Tuesday, November 16, 2010

Aggregation for Pentaho/InfoBright

Infobright is a column-oriented database, so it is efficient for Business Intelligence (InfiniDB is worth checking too). But my current BI project has 24 dimensions so I also needed aggregates to reach a good level of performance.

Infobright is usually more or less supported by most of the Pentaho suite, but sure not by the Aggregation Designer. I must be one of the first persons who tried, I have found many bugs and workarounds. It was a tough ride, but finally I have found a way to make it work, so here it is!

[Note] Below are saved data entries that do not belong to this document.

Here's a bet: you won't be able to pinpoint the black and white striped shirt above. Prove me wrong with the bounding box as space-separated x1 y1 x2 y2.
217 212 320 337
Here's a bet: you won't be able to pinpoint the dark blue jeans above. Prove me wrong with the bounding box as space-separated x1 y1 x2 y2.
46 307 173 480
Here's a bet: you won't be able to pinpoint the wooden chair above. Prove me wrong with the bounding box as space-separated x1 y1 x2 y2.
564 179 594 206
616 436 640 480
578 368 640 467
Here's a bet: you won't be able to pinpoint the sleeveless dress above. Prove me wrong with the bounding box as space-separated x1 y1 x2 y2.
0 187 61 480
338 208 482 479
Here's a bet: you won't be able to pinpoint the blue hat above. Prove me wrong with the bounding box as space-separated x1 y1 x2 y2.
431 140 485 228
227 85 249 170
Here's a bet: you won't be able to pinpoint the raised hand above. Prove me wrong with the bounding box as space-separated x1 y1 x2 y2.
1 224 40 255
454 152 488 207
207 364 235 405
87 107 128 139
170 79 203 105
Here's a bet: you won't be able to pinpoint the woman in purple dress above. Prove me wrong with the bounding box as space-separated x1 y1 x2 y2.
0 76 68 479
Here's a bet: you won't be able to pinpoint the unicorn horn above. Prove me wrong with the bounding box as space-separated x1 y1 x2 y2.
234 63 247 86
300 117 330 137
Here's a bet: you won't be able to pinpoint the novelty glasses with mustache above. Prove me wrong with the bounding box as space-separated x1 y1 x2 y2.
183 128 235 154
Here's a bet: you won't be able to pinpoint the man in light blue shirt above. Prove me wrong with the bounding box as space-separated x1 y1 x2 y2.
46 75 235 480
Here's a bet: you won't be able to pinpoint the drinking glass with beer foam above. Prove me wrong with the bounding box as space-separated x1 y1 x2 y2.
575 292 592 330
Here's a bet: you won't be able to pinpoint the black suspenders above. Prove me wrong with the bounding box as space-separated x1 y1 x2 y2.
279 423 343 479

1) Open PAD and design your aggregate the usual way. Ignore the primary key errors.
2) When you're done, in "Export and Publish", execute the DDL.
3) Try executing the DML, but chances are it will fail. This is probably because Infobright does not support INSERT well.
4) So instead, click on "Preview" and copy-paste the DML SQL code.
5) Open PDI and create a "Table Input" step with the copied SQL's select-from-groupby portion.
6) Connect it to an Infobright Loader step that will write the data into the table created by the DDL.
7) Run the transformation. You can use cron and pan.sh to run it automatically every night.
8) Back to PAD's "Export and Publish", you would normally publish your updated schema, but it results in a NullPointerException.
9) So, export your updated schema
10) Open it with Schema Workbench, ignore the primary key errors, and publish from there.
11) That's all!

Tested with: pad-ce-1.2.1.RC1 biserver-ce-3.7.0.RC1 pdi-ce-4.1.0-RC1 infobright-3.4.2-0

Friday, November 5, 2010

Automatic report generation now possible in Pentaho Data Integration

Last Friday, Pentaho Data Integration (PDI) developer Matt Casters posted a preview of a new tool that allows Business Intelligence designers to include report generation (PRD) as a step of PDI. This is extremely useful, because the obvious step after ETL is often to generate reports.

Let's say a retail chain wants to send, everyday, to every shop manager, a report detailing this shop's performance and trends.
Imagine you have a data warehouse that contains all sales records, and a PRD report template. Then here is how to create a system that will automatically generate and send the reports everyday:
  1. Install the bleeding-edge PDI 4.1.0 RC1
  2. Add Matt's plugin as explained here
  3. Open PDI "Spoon" and create a new Transformation
  4. First, create a "Table Input" step to get for each shop it's code, name and email address.
  5. Second, create a minimal JavaScript step to compute the output's filename and set the PRPT file's name.
  6. Third, use the new "Pentaho Reporting step", and configure it to use your freshly computed PRPT and output filenames, as well as the shop codes.
  7. Finally, create an "Send mail" step and set it to use each shop's email address, putting the generated report as an attachment.
  8. Save and configure your cron to launch this transformation every night via the pan.sh command-line tool.